The Chancellor also announced a £100m fund set up to fund triage projects in A&E departments, to relieve pressure on them next winter.

Vic Raynor, executive director of the National Care Forum said: “The very strong link in the Budget to increased funding to reduce delayed discharge of older people will be of great concern, with the Budget statement appearing not to recognise the much broader social care responsibilities of authorities towards people with learning disabilities, and indeed to prevention.”

Richard Kramer, deputy chief executive of Sense, the national disability charity added: “There will be a sigh of relief amongst the social care sector, as the Government finally responds to its cries for help with a promise to invest the funds it desperately needs right now.”

But the deputy chief executive of the charity, which supports people who are deafblind, have sensory impairments or complex needs, referred to the fact the Chancellor’s speech “focused entirely on older people”, and said the Government “should not forget that many disabled people also rely on social care services to enable them to live independently."

“Government has woken up”

Dr Rhidian Hughes chief executive of the Voluntary Organisations Disability Group (VODG) said: “Government has woken up to the care crisis facing the country.
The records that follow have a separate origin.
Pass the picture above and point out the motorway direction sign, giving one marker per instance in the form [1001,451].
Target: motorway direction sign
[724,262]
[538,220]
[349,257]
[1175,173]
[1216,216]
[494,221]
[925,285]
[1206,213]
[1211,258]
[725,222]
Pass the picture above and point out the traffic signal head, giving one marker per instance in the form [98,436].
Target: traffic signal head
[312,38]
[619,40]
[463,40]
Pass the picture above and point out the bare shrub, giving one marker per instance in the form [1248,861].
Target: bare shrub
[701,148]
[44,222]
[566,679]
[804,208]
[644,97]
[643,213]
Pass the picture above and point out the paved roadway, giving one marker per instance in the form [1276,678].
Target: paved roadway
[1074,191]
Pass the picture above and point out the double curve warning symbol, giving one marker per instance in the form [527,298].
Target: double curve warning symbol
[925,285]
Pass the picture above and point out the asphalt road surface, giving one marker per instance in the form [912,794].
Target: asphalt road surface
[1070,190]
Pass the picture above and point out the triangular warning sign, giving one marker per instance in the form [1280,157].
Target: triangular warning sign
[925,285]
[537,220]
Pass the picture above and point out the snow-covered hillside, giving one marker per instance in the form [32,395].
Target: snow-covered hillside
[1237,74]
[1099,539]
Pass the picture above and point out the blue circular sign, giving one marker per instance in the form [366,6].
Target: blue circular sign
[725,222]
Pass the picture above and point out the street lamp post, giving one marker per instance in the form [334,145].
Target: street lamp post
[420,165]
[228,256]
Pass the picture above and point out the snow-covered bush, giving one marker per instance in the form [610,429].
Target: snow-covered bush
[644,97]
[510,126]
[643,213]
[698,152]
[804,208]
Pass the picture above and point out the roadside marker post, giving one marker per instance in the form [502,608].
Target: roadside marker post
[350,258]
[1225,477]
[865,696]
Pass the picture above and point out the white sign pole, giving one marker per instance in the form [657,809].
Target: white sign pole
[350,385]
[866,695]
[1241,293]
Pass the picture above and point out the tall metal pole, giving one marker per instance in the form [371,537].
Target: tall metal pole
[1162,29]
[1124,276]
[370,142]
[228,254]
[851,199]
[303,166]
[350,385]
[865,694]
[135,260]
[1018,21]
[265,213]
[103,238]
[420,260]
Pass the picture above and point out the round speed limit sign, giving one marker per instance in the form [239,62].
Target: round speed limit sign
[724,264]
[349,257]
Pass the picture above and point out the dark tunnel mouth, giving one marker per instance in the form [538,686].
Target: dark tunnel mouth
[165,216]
"But let us be under no illusion that huge issues continue to face people who rely on social care services. Unmet need is rising as fewer and fewer people are eligible for services, while some commissioners are also failing to meet statutory duties under the Care Act.”
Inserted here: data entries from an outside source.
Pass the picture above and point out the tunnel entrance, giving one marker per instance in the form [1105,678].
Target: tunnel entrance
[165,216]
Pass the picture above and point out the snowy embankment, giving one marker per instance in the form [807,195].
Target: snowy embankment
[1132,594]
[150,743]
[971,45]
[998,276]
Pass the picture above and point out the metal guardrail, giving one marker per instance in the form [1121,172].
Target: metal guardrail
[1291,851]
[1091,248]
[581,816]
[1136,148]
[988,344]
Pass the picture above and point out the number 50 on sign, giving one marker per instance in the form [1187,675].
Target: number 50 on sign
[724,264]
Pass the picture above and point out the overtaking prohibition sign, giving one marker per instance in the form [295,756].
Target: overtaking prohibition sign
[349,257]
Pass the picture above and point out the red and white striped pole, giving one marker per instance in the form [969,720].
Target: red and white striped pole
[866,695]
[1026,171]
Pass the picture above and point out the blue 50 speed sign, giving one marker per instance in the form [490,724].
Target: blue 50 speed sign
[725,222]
King's Fund chief 'We have been here before'

Chris Ham, chief executive of The King’s Fund, called the additional money "welcome recognition of the huge pressures facing social care".

Mr Ham urged reform with a new settlement for health and social care and a single budget to put them both on a sustainable footing for the future.

He explained:“The plan to publish a Green Paper on the future of social care funding is encouraging, but we have been here before. This time, the Government must break the mould and deliver the radical reforms that are so badly needed."